I’m a second generation American. My Dad’s family hails from miscellaneous parts of Italy from the north to the south and while we grew up a very very proud fairly typical American family, there are still times where I find myself thinking and referring to my slightly more homogenized friends as “you white people.” For those of you who grew up in any kind of culture that wasn’t all wonderbread (black, white, brown, red, polka dots-whatever), I bet you know what I mean.
As I have gotten older and the less desirable aspects of this sometimes old fashioned culture have fallen away, I find myself left with the warm and fuzzy memories of a family who still maintained some identity of their roots. These identities are often tied up with individuals, as with my Great Grandfather. I was lucky to know him as a teenager although to be fair, our language barrier was a pretty big one. But to hear stories of him through my Dad now that my Great Grandfather has been gone for a couple of decades, well it’s something special. I have learned that he was a mason and gardener at Kykuit (the Rockefeller Estate in NY) for pretty much his adult life. I have learned that the shovel that my Dad now uses was one that my G-Grandfather “liberated” from that same estate when he retired (sorry Rockefellers!) with an explanation to my Dad “Bucky-he got lotsa money. He no miss this“. But, I also know that his own garden was important to him. Enough so that when he came to America almost 100 years ago, he brought with him a fig tree.

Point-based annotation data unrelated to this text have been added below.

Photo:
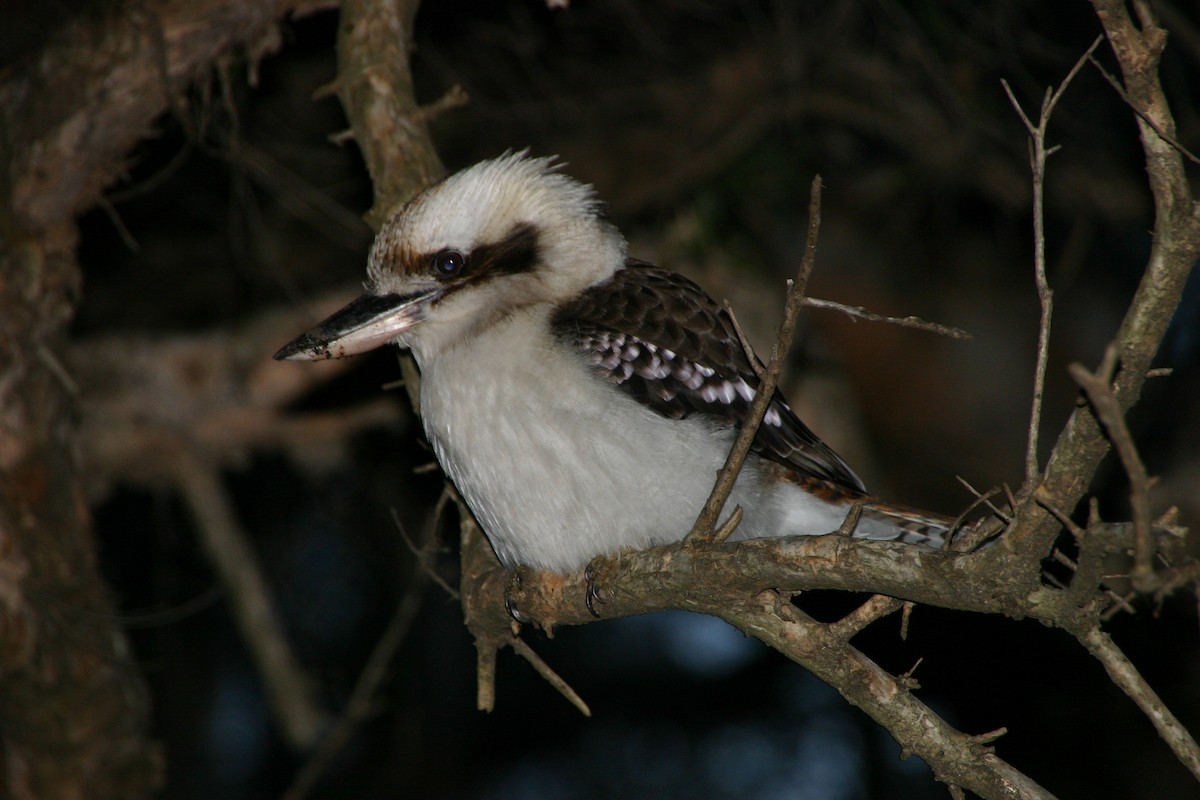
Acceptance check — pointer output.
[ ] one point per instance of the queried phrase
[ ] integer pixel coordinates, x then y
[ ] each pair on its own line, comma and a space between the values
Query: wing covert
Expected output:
660, 337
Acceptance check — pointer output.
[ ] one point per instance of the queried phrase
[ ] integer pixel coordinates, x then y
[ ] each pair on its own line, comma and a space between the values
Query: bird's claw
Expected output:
510, 605
594, 594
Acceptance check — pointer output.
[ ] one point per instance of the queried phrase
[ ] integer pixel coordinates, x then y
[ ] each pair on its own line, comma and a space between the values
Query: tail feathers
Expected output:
886, 522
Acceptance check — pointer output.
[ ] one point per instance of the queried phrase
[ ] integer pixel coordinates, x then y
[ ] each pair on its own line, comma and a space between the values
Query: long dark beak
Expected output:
363, 325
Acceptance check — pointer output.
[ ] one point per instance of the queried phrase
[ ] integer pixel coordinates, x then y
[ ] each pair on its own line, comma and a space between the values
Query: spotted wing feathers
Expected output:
661, 338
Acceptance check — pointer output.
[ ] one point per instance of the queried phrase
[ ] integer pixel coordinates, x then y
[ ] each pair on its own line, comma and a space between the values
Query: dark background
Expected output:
702, 125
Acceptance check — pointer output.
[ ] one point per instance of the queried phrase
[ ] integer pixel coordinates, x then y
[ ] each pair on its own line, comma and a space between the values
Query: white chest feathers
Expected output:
561, 465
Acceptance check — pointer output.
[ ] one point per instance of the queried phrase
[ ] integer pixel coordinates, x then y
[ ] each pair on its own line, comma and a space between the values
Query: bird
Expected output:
582, 401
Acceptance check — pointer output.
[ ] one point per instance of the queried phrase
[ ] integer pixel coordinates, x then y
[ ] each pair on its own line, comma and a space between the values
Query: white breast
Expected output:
561, 465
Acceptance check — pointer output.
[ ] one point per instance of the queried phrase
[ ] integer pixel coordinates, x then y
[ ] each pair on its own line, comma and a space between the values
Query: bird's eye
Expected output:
449, 263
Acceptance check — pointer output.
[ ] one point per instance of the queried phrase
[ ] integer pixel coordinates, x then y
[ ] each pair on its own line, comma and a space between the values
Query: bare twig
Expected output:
1038, 156
1099, 391
877, 607
858, 312
365, 697
751, 356
288, 689
766, 391
522, 649
1126, 675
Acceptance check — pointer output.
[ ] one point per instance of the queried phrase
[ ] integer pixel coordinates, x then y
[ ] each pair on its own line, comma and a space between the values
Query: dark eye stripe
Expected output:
514, 254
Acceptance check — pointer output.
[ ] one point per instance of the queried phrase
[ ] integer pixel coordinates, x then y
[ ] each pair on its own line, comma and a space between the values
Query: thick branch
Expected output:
73, 711
1174, 251
376, 88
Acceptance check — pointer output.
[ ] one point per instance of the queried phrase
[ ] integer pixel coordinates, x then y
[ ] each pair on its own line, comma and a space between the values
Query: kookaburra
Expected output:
580, 400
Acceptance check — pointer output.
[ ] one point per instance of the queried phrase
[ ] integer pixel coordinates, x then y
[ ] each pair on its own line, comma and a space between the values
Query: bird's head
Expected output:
504, 234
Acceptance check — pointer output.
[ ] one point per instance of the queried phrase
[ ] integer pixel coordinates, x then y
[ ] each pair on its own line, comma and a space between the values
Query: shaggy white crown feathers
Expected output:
581, 401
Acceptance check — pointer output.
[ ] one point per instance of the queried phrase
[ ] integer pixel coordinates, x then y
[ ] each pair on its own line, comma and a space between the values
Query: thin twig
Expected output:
365, 698
751, 356
766, 391
1126, 675
875, 608
288, 689
522, 649
1099, 391
1038, 156
858, 312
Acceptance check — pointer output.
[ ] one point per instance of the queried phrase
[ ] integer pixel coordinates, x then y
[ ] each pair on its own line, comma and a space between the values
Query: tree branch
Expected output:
765, 394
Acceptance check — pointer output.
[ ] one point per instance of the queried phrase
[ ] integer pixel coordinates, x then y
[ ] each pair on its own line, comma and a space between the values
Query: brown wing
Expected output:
661, 338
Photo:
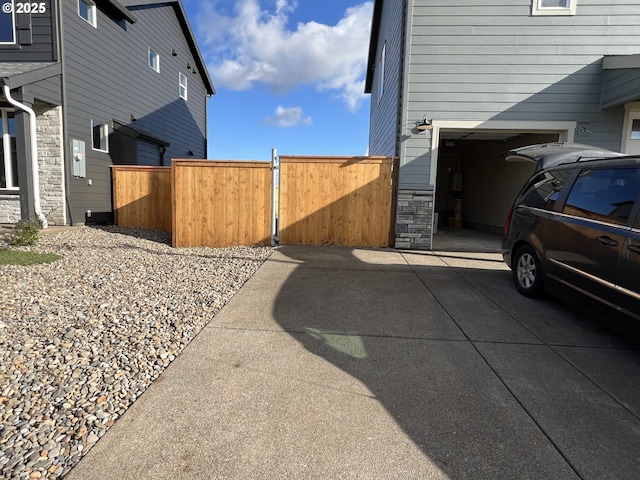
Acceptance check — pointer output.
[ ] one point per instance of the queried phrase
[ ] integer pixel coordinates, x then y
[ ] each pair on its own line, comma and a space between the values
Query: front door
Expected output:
628, 278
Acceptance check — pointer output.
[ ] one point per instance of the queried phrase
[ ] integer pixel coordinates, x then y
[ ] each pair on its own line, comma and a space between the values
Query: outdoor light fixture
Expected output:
424, 124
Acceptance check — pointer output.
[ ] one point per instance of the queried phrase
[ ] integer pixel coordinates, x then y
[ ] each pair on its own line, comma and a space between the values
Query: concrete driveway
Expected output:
346, 363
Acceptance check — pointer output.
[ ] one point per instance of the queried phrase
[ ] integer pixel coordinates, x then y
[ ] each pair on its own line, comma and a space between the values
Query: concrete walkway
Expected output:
343, 363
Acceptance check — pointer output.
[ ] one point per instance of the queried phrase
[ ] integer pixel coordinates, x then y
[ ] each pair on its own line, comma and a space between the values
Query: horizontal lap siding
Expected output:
620, 86
43, 47
479, 60
142, 197
384, 110
221, 204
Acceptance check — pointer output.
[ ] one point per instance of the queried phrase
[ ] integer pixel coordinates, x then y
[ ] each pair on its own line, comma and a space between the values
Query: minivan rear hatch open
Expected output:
550, 154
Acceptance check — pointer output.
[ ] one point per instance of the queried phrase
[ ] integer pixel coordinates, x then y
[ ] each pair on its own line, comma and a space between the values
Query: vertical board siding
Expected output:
221, 204
385, 110
335, 201
142, 197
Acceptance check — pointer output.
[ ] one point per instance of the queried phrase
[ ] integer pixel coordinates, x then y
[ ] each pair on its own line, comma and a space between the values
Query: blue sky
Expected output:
288, 75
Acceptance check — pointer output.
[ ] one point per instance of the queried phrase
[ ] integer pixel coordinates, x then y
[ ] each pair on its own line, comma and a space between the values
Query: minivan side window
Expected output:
605, 195
544, 189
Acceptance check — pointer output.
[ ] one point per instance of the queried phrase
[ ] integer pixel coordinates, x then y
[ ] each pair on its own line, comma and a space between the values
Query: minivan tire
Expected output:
527, 274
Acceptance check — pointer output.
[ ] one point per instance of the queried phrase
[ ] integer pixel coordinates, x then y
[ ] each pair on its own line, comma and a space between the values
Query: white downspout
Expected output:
34, 154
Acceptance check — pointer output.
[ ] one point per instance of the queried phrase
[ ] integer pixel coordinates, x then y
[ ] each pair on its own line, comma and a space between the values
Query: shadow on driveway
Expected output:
487, 383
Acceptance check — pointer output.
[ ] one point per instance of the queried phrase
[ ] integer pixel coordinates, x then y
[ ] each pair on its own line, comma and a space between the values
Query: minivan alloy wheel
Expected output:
527, 273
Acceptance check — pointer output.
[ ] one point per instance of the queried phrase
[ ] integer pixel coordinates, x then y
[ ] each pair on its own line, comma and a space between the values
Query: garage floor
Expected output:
465, 240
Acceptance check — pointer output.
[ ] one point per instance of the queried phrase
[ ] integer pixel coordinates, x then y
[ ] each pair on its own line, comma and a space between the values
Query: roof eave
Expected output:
373, 45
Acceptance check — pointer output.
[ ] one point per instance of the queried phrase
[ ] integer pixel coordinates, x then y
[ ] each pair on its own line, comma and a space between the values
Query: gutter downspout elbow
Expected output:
34, 154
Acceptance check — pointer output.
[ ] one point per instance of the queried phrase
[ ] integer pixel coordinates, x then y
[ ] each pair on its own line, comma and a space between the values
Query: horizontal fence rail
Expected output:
142, 197
221, 204
336, 200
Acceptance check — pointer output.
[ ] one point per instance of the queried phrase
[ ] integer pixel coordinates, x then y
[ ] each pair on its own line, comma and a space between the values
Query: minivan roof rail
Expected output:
551, 154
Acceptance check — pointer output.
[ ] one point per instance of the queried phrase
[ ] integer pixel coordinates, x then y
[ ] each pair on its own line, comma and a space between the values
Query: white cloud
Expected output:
249, 45
289, 117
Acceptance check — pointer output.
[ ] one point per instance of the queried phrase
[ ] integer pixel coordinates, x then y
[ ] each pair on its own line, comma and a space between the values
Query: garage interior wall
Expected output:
489, 183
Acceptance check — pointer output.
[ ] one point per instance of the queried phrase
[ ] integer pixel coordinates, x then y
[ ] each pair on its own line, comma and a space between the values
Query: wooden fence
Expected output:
336, 201
348, 201
142, 197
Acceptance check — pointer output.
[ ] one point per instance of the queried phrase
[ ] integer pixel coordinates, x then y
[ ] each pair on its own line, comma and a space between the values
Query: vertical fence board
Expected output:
221, 204
142, 197
336, 201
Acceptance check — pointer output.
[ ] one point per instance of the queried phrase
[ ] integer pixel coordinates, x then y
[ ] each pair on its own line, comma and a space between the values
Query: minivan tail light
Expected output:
507, 222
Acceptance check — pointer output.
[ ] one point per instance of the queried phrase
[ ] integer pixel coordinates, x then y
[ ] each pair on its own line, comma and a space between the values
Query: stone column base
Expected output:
414, 219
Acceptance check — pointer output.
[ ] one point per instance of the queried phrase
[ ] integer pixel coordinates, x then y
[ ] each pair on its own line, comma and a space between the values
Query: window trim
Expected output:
183, 89
6, 146
156, 57
631, 113
104, 130
93, 17
538, 10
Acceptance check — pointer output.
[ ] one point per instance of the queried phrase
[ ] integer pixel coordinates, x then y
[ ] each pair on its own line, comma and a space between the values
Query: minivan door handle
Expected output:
610, 242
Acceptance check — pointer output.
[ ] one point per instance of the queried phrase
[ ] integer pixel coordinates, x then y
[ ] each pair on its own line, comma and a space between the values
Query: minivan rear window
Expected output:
606, 195
544, 189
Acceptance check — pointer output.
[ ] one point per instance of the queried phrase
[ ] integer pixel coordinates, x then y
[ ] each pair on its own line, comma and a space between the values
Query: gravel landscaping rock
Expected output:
83, 337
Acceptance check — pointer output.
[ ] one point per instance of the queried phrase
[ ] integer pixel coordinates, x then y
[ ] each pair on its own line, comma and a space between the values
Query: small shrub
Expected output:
25, 233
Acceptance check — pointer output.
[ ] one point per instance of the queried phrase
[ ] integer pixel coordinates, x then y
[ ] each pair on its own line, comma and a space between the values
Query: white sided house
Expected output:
454, 84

Now, I don’t think we know how long he (or his family) had it in Italy, but I do know that my Dad has maintained his own cutting from it for at least 20-30 years. And this spring, we get our cutting of it for Blueberry Acres! Something that I look forward to planting in our ground with my little Blueberry beside me. A fig tree that has been in my family for at least 90+ years and 2 countries. I’m having a hard time putting into words how cool I think this is, but with all of this talk of native seeds, heritage breeds and heirloom produce…to be able to grow and enjoy delicious figs from a tree that was hand carried by my Great Grandfather on a ship across the ocean all those years ago. Well, I think it’s pretty cool that I will be able to pass that kind of heritage breed down to Blueberry one day. I wonder what heritage our grandchildren will talk about when we are long gone….it’s something to think about on those frustrating homestead days. We are creating a new heritage for our kids! Happy Homesteading!